Dumping case against nightclub owner struck out

Published 27/10/2015 | 00:00

PJ Doyle: 'not my rubbish'.
PJ Doyle: 'not my rubbish'.

Veteran night club proprietor PJ Doyle successfully defended himself against a litter prosecution which was heard in full at the District Court.

The man from Hollow House in Bunclody was summonsed as Pat Doyle but introduced himself as PJ when he took the oath to give his evidence.

The case dated back to August of last year when CCTV cameras at the Tesco recycling centre in New Ross picked up a blue van.

The driver, a man wearing a white shirt and smoking a cigarette, got out of the vehicle and left a plastic bag beside one of the clothes bins.

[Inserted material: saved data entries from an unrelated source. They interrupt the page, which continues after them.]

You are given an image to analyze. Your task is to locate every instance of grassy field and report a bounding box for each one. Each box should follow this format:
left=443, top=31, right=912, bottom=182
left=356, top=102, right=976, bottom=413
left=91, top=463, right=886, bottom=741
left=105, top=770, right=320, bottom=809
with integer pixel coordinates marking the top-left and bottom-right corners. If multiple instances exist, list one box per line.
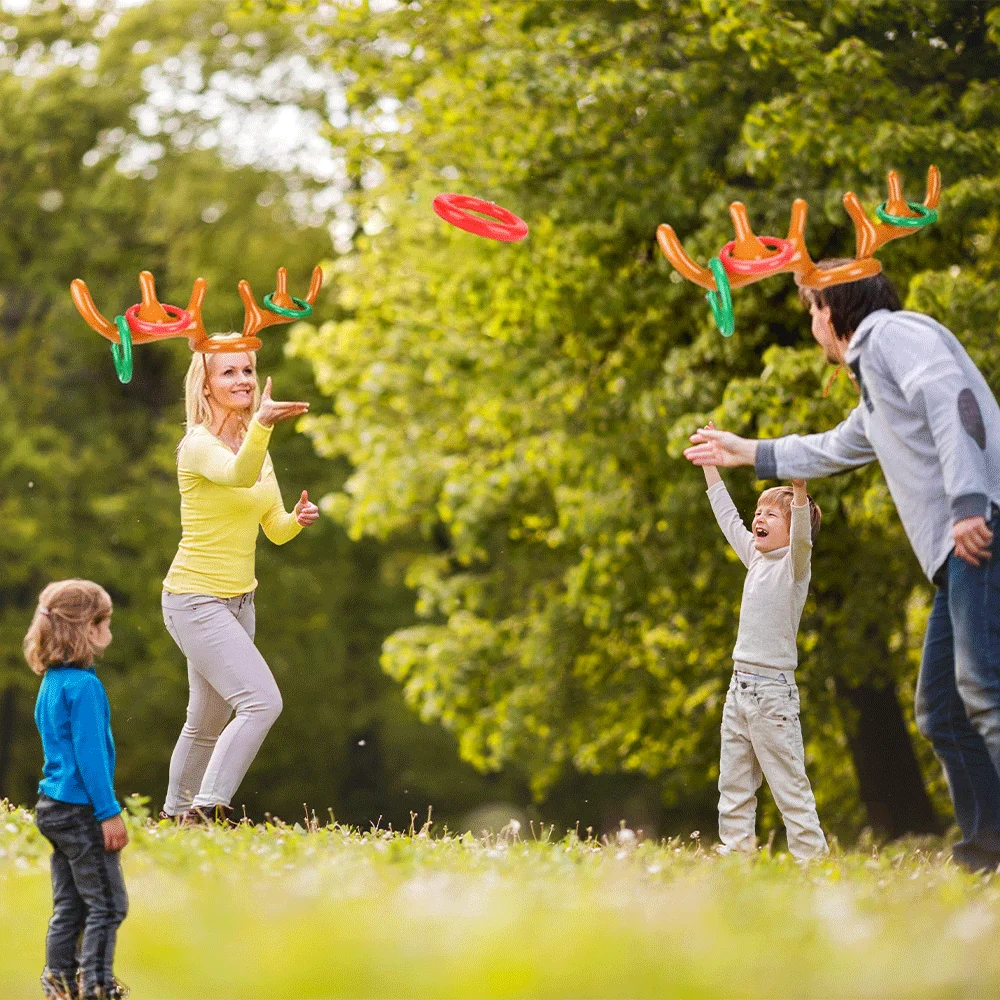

Proceedings were initiated Wexford County Council against Doyle as the owner of the van, with a demand to pay a fine of €150.

However, it was clear from the footage shown on screen in court on October 20 that the man in the van was not the accused

The council's Hugh Maguire accepted that the businessman was not the individual shown in the footage.

However, he suggested that the accused could be held responsible as he believed the culprit was an employee.

Solicitor John Mernagh reminded the official from the environment department that letters were sent to the local authority.

In the correspondence it was stated that his client was not the offender and that Doyle was the owner of the grounds beside Enniscorthy Castle.

Those grounds had been made available for 1916 commemorations and other public events.

Giving his evidence, PJ Doyle said his address as owner of the blue van was Hollow House in Bunclody, the family home where he was born.

However, he had been staying with his sister in Kilmyshall around the time of the offence when he had a health setback and had been spending a lot of time in Dublin since his health returned.

As a result, the summons to court had already been issued before he became aware of the fixed penalty notice sent to Hollow House in the post.

The man who used to operate the Barrowlands night club said he had property in New Ross beside Tesco.

Another man and members of his family, looked after the place. The accused said that the man borrowed the van.

'It was not my rubbish,' insisted Doyle who described himself as a good friend of the council, pointing out that the local authority was allowed to use three parking spaces free of charge in the grounds of Enniscorthy Castle

Judge Haughton accepted that the dumping was not authorised by the defendant and struck out the summons.